10-15-2016, 11:21 PM
(This post was last modified: 10-15-2016, 11:26 PM by Eric the Green.)
(10-15-2016, 11:13 PM)pbrower2a Wrote:(10-15-2016, 03:52 PM)Mikebert Wrote: You do know that the onset of agriculture resulting in a decline in stature (and indicator of health). This is strong evidence that the adoption of agriculture led to a large reduction in the well-being of humans. It has been suggested that the Garden of Eden story is a folk memory of this transition from an idealized hunter-gatherer existence to agriculture around four millennia before Abraham.
All possible. But agriculture became necessary for human survival in many places when desiccation turned many places into milieus unsuited for hunter-gatherers. The cultivation of grain coincided with a time of great hunger.

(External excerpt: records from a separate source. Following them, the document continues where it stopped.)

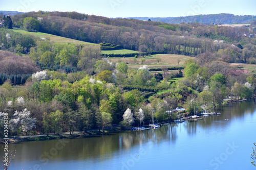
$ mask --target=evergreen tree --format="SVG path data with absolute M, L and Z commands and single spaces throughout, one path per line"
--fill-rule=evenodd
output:
M 12 20 L 11 17 L 9 16 L 6 17 L 5 26 L 9 29 L 12 29 Z

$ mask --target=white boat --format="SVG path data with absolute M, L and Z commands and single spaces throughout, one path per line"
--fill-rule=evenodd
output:
M 151 128 L 152 129 L 157 129 L 158 128 L 160 127 L 160 125 L 158 125 L 158 124 L 155 124 L 155 120 L 154 120 L 154 115 L 155 114 L 155 113 L 153 113 L 152 114 L 152 123 L 153 123 L 153 124 L 150 124 L 150 126 L 151 127 Z
M 174 122 L 181 122 L 181 120 L 174 120 Z
M 196 115 L 194 115 L 193 116 L 191 116 L 190 117 L 191 118 L 200 118 L 200 116 L 199 116 Z

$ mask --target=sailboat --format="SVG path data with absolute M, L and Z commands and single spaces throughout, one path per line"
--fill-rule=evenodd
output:
M 199 118 L 200 117 L 199 117 L 199 116 L 197 115 L 197 112 L 196 112 L 196 115 L 195 115 L 195 108 L 194 108 L 194 115 L 192 115 L 190 116 L 191 118 Z
M 205 109 L 204 110 L 204 112 L 203 112 L 203 115 L 204 116 L 209 116 L 209 113 L 206 112 L 206 108 L 205 108 Z
M 153 124 L 150 124 L 150 126 L 151 127 L 151 128 L 152 129 L 157 129 L 158 128 L 160 127 L 160 125 L 158 125 L 158 124 L 155 124 L 155 120 L 154 120 L 154 115 L 155 115 L 155 113 L 153 113 L 153 114 L 152 114 L 152 123 L 153 123 Z

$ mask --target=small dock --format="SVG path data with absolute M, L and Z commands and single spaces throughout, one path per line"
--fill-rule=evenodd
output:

Yes; you can always say that older times were simpler and better. But evolution and history push us into new and more complicated arrangements, new solutions, and ever larger social relationships. Civilization resulted from agriculture, some millennia after it began. But it's a mixed blessing; more division of labor and oppression by authority, but more possibilities for the arts and science and inventions.
Civilization has proceeded from agricultural towns and villages, to stone age civilizations, to the bronze and iron age of war and empire and society as conquered territory (civic hero's favorite age), to the age of faith, to the secularized age of kingdoms and early humanism and science, to the age of revolution, individual liberty movements, electricity and entreprenuers, to the socialist age of collectivism, mass industrialism, nationalism, and racial and class war, to our current age of the greening of culture and society, globalism, political correctness, diversity and post-modernism, and beyond-- to increasing integral culture and society.